Diese Gefährdung, so Kauffmann, werde durch den infolge des Abkommens möglichen Datenaustausch zwischen jugoslawischen und deutschen Behörden noch verstärkt, da die serbische Seite aus den Daten unschwer Herkunft, Identität, Aufenthaltsgrund in Deutschland (z. B. Asylantragstellung) erkennen könne.

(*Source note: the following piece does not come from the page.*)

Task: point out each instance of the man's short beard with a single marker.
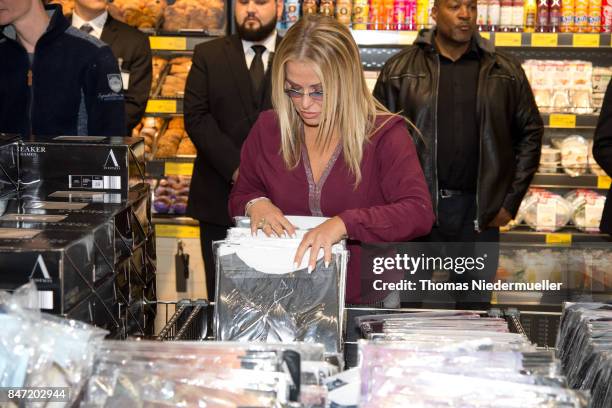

Ebenfalls gefährdet seien Wehrdienstverweigerer und Deserteure, weil das am 18. Juni 1996 erlassenen Amnestiegesetz viele Lücken aufweise und z. B. Berufssoldaten, Offiziere und Unteroffiziere von der Amnestie ausschließe. Betroffen sind auch die Angehörigen politisch aktiver Personen. Ihnen droht Sippenhaft. So sei vor kurzem der 14-jährige Bruder eines in Deutschland asylsuchenden Deserteurs 10 Tage lang inhaftiert und mißhandelt worden. Er sei erst nach Zahlung einer hohen Geldsumme freigelassen worden.
Selbst das Auswärtige Amt bezeichne die staatliche Repression im Kosovo in einem Lagebericht als „Willkür“. In dieser Situation könne die Repression jederzeit jeden treffen, müsse aber nicht.
PRO ASYL weist weiter auf die Tatsache hin, daß der serbische Nationalismus im Kosovo den Nährboden für den unaufhaltsamen Aufstieg Milosevics dargestellt habe. Es sei nicht zu erwarten, daß sich die Kosovo-Serben nun damit abfinden würden, daß die Rückkehr einer großen Zahl von Flüchtlingen das Scheitern ihrer Vertreibungspolitik markiere. „Die Stimmungsmache der serbischen Nationalisten gegen die Rückkehrer hat bereits begonnen. UNHCR warnt vor einer Verschärfung der Spannungen. Aber Bonn zündelt mit im Kosovo“, so Heiko Kauffmann.